You are viewing a plain text version of this content. The canonical link for it is here.
Posted to commits@kafka.apache.org by jg...@apache.org on 2020/10/14 01:08:20 UTC

[kafka] branch 2.7 updated: KAFKA-10521; Skip partition watch registration when `AlterIsr` is expected (#9353)

This is an automated email from the ASF dual-hosted git repository.

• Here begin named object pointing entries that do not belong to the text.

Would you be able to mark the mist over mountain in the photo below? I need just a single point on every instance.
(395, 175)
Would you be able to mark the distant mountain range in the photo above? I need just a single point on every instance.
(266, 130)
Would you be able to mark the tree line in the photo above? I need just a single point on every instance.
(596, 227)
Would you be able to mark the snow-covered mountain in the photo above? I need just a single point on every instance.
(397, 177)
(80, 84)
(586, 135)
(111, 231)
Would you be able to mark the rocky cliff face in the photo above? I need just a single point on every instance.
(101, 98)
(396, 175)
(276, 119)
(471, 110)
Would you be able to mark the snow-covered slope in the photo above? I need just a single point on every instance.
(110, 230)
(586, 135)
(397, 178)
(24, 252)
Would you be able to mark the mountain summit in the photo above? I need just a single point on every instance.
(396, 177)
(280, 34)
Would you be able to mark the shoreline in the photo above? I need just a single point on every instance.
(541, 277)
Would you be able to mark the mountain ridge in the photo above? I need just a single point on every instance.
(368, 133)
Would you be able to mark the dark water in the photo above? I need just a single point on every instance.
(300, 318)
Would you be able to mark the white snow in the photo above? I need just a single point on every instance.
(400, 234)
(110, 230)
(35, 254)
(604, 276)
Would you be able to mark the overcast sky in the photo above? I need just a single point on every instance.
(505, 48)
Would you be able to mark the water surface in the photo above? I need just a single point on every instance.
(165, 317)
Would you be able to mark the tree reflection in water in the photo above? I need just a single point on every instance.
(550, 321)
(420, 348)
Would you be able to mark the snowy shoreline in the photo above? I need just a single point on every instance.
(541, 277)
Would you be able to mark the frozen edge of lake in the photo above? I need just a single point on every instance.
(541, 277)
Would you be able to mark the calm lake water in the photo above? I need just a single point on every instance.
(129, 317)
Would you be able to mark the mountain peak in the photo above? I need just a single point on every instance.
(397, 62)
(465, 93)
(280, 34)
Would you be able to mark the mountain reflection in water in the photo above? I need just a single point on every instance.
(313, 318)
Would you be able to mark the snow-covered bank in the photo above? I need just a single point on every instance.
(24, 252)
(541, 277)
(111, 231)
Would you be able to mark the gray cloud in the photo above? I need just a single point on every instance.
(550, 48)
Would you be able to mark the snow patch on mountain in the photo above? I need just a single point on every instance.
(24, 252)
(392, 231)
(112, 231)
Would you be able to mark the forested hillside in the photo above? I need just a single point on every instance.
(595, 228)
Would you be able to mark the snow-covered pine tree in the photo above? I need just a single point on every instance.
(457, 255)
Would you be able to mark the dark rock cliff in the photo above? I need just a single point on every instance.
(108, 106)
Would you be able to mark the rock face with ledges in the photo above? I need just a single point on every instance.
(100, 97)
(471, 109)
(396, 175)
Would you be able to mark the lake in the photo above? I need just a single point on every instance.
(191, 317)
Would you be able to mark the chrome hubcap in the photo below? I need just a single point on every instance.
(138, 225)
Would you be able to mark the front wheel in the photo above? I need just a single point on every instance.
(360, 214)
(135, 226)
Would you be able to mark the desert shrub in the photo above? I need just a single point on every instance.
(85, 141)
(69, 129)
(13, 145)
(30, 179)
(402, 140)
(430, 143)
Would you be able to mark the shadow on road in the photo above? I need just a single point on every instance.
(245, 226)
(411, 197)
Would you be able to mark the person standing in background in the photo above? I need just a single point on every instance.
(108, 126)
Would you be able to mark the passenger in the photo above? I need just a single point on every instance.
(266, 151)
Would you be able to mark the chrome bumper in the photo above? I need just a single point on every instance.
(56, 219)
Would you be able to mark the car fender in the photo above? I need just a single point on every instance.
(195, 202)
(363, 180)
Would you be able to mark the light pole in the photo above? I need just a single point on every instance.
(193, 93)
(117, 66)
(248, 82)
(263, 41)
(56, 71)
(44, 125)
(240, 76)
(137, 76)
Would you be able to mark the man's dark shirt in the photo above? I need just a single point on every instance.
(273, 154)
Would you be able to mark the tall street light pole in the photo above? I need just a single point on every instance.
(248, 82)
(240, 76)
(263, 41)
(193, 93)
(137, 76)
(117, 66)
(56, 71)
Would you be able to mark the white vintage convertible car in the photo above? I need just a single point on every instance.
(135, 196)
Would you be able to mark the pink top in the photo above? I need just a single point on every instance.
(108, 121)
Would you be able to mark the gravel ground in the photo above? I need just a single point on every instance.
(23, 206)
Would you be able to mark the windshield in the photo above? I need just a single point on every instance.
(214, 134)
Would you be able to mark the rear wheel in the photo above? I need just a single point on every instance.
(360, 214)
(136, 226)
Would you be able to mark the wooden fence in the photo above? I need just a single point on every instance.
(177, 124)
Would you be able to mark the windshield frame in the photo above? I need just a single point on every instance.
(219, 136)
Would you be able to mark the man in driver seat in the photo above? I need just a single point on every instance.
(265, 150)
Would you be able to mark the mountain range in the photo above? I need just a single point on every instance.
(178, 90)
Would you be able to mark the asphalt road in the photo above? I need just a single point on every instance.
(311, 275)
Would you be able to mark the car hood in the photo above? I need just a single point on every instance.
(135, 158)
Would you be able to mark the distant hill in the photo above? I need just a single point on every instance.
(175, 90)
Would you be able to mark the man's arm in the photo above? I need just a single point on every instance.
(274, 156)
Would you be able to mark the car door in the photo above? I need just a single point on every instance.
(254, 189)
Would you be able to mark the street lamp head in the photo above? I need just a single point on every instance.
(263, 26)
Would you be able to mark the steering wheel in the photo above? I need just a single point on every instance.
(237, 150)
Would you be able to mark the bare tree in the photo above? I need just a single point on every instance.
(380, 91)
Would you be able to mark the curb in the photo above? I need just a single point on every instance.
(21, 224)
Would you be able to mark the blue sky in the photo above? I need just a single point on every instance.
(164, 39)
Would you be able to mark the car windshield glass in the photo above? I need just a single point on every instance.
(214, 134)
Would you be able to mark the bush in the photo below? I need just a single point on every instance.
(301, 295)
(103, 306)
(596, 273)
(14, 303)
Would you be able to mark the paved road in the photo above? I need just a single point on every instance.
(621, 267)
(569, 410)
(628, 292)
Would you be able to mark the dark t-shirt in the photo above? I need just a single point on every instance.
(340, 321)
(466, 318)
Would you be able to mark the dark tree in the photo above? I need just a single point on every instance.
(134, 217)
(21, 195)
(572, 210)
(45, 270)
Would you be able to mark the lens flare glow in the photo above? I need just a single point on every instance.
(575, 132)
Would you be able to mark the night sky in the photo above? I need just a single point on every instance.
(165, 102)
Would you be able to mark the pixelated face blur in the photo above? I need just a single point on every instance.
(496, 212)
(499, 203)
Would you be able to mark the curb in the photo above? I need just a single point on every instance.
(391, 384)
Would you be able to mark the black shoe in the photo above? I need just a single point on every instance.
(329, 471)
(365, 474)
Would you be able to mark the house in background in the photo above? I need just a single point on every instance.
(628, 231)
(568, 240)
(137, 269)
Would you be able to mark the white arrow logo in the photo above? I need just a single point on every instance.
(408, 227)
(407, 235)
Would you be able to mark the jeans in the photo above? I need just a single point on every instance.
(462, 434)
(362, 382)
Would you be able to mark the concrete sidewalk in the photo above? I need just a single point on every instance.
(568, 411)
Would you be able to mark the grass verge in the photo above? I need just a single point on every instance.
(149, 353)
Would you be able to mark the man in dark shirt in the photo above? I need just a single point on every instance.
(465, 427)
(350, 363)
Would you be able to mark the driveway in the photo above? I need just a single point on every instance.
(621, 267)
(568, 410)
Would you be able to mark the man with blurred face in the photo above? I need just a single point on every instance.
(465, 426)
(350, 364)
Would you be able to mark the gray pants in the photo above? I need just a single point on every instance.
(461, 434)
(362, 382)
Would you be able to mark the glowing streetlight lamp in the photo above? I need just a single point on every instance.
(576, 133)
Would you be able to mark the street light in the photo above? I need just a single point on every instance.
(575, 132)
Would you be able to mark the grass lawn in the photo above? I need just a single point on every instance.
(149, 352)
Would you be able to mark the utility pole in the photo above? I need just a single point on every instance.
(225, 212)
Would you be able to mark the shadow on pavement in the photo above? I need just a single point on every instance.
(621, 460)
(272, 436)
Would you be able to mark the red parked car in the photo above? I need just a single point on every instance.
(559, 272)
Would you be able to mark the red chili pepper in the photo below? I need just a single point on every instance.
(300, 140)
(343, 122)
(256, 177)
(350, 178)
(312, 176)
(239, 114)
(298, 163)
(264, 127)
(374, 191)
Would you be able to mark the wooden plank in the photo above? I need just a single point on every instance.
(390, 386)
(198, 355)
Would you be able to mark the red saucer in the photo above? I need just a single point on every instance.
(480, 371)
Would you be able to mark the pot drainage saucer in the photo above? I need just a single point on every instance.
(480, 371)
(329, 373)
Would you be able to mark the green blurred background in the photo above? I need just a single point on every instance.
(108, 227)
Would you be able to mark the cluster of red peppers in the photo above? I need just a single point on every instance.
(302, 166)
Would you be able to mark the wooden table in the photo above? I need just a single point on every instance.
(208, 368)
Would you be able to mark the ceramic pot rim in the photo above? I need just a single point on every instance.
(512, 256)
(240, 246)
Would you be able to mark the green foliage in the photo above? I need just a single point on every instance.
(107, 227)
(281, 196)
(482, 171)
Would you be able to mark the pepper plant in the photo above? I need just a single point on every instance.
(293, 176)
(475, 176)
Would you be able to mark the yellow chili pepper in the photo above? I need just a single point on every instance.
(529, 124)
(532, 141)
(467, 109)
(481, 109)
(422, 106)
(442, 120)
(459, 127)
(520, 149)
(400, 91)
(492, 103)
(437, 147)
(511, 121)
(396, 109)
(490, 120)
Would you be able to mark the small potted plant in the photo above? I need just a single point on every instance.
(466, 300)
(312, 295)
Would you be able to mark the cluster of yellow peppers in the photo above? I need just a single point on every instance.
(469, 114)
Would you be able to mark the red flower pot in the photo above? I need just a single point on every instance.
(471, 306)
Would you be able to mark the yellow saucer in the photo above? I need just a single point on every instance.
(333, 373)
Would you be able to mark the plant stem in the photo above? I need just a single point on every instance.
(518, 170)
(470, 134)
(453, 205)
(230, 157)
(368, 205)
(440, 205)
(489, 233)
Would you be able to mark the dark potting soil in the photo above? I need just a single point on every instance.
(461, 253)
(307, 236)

jgus pushed a commit to branch 2.7
in repository https://gitbox.apache.org/repos/asf/kafka.git


The following commit(s) were added to refs/heads/2.7 by this push:
     new 63c8919  KAFKA-10521; Skip partition watch registration when `AlterIsr` is expected (#9353)
63c8919 is described below

commit 63c891935d2b7a150a088942803a28fec7b29f94
Author: Jason Gustafson <ja...@confluent.io>
AuthorDate: Tue Oct 13 17:53:47 2020 -0700

    KAFKA-10521; Skip partition watch registration when `AlterIsr` is expected (#9353)
    
    Before `AlterIsr` which was introduced in KIP-497, the controller would register watches in Zookeeper for each reassigning partition so that it could be notified immediately when the ISR was expanded and the reassignment could be completed. This notification is not needed with the latest IBP when `AlterIsr` is enabled because the controller will execute all ISR changes itself.
    
    There is one subtle detail. If we are in the middle of a roll in order to bump the IBP, then it is possible for the controller to be on the latest IBP while some of the brokers are still on the older one. In this case, the brokers on the older IBP will not send `AlterIsr`, but we can still rely on the delayed notification through the `isr_notifications` path to complete reassignments. This seems like a reasonable tradeoff since it should be a short window before the roll is completed.
    
    Reviewers: David Jacot <dj...@confluent.io>, Jun Rao <ju...@gmail.com>
---
 .../scala/kafka/controller/KafkaController.scala   | 65 +++++++++++++-----
 .../main/scala/kafka/server/ReplicaManager.scala   | 36 +++++++---
 .../admin/ReassignPartitionsIntegrationTest.scala  | 78 +++++++++++++++++-----
 3 files changed, 139 insertions(+), 40 deletions(-)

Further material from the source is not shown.